Hayırdır dediğimde bugün önemli bir gün Feyza kendine ve ailemize dikkat et dedi.

Anlımdan öptü ve çıkıp gitti anlamadığım bir şeyler vardı ama kimse beni insan yerine koyup bana hiçbir şey anlatmıyor du haladaha gözlerin de küçük bir kız çocuğuydum.

Holdinge gidip neler olduğunu öğrenmek için yola çıktım, ben de bu ailenin bir ferdi isem  gelecekteki avukatı ve bir Demirci isem  benim de bir şeyleri bilme hakkım vardı.

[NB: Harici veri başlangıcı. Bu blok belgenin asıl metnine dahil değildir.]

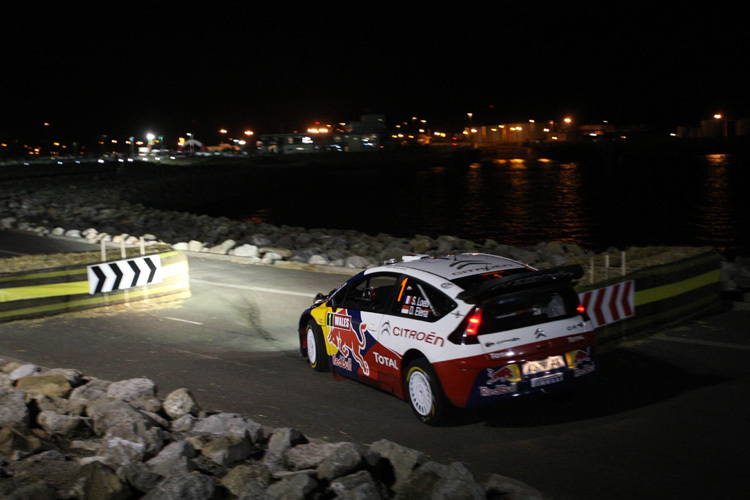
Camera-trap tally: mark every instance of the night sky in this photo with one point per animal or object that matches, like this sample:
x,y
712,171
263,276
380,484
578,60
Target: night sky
x,y
196,67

Holdinge gidip yönetici asistanı buldum ve abimin nerede olduğunu sorduğumda bugün mahkemesi var avukatlarımızla birlikte mahkemeye gittiğini öğrendim.
Davanın görüldüğü adliyeye doğru yola çıktım, adliyenin oralarda park yeri bulamadığım için bir ara sokağa bıraktım ve yürüyerek adliyeye gelmek üzereydim.